Nasıl bir diplomayla veda ederiz yürüdüğümüz kendi yolumuzun sonuna geldiğimizde yaşama acaba?
Usta ya da çırak? Belki her ikisi de. Ya da hiç biri.
Peki bu çok önemli payeleri insanlara verecek olanlar bir önceki gerçek ustalar mı, seyirciler mi, ya da insanın bizzat kendisi mi?
Bir işte ustalaşmak “hamdım piştim yandım!” sözlerinde olduğu gibi ne denli meşakkatli bir yol ise aslında, zamanımızda “usta” hitabını kullanmak da bir o kadar kolaylaştı.

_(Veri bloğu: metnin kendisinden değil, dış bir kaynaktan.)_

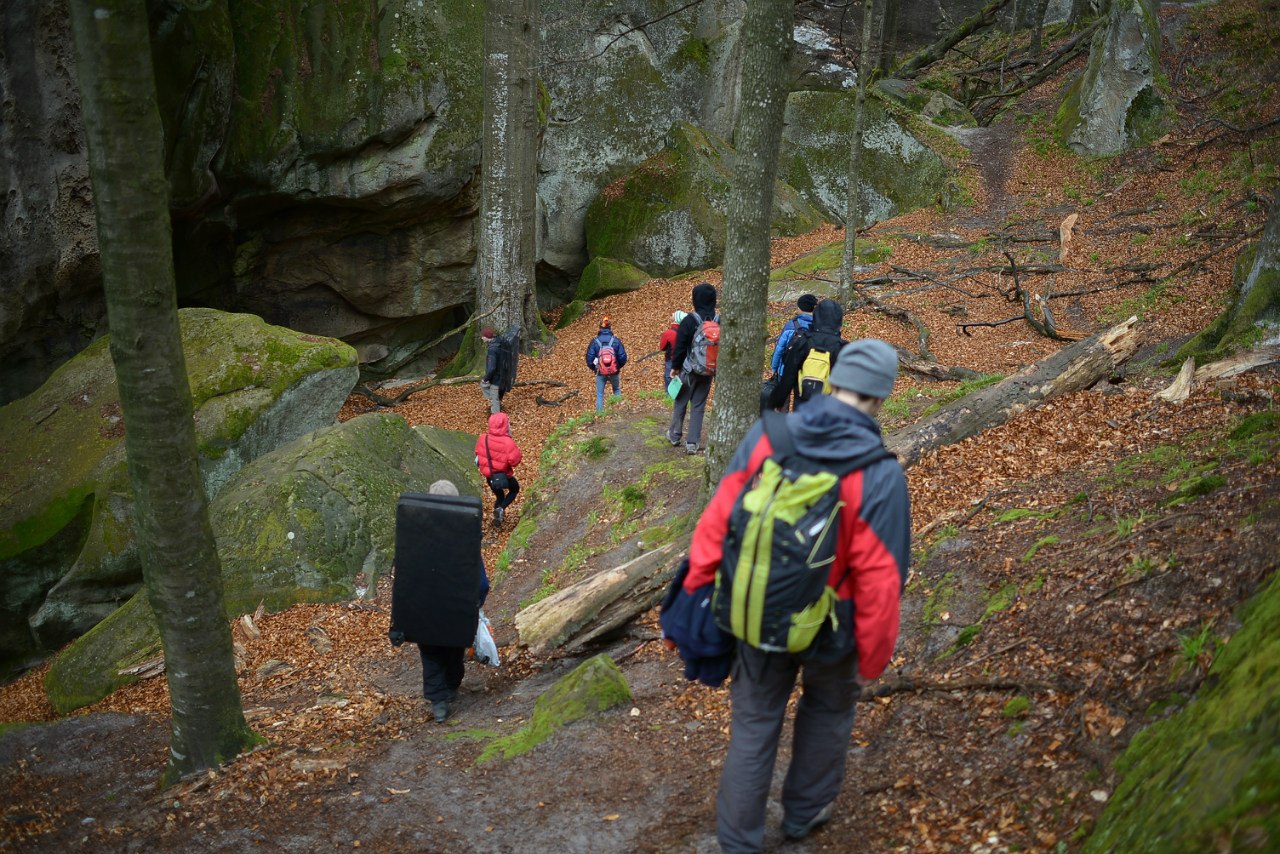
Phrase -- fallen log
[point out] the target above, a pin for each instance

Zamanın bu hızlı temposu ve değişimine, ard arda gelen emeksiz, alın teri akıtmadan yapılan işlere bırakınca yerini her şey, gerçek usta ve dolayısı ile çıraklar da çekip gittiler hayatımızdan sessizce.
Biraz araştırdım bu konuyu çok derinden olmasa da.
Bir çoğu Tiyatro Sanatçısı olan isimlerden derlediğim “usta ve çırak” tanımını, anlatımını ve anlamını sizlerle de paylaşmak istedim gün olur lazım olur düşüncesiyle.
“Yaşayıp gidiyoruz bir tane hayatta aslında kendim söylemiyorum bunu bir edebiyatçı arkadaşımdan ödünç alıyorum. “bir hırkadır giydiğimiz başkalarının çıkardığı”
Bizden önce hayatlar vardı bizden sonra da hayatlar olacak, biz arada bir yerde bir hayat yaşıyoruz, sabra ihtiyaç var anlamak için, zamana ihtiyaç var, ama en çokta şunu bilmeye ihtiyaç var, bir semt adı değildir usta varamazsınız, belki ulaşılacak bir mertebedir, ulaşamazsınız onu anladığınızda belki ustalaşmaya başlarsınız, işini en iyi yapan insan demek usta, ama aynı zamanda çırağı olmayana usta denir mi, ustası olmayana çırak denir mi hayatın ta kendisi gibi gece ve gündüz gibi biri varsa diğeri de var biri yoksa diğerinin adı bile yok usta diyince en çok çırağı hissediyorum çırak deyince de bir usta arıyorum, zamana bakıyorum kolumdaki saatle duvardakiyle masadakiyle ya da dönen mevsimlerle geçen haftalarla aylarla yıllarla doğum günleriyle, diyorlar ki büyüyorsun, yaşlanıyorsun, yaşlanmak yaş almak demek aslında, yaş almak biraz daha içini doldurmaktır, biraz daha emek demek, usta işini en iyi yapan insan demek, o zaman sen de her ne yapıyorsan, yaşıyorsan iyi yaşa, yemek yiyorsan eğer çok güzel yemeye çalış, hayat geçiyor ve bize ait bir tane var, kendi hayatımızın ustası olmak amacımız, en büyük ihtiyacımız ya da.."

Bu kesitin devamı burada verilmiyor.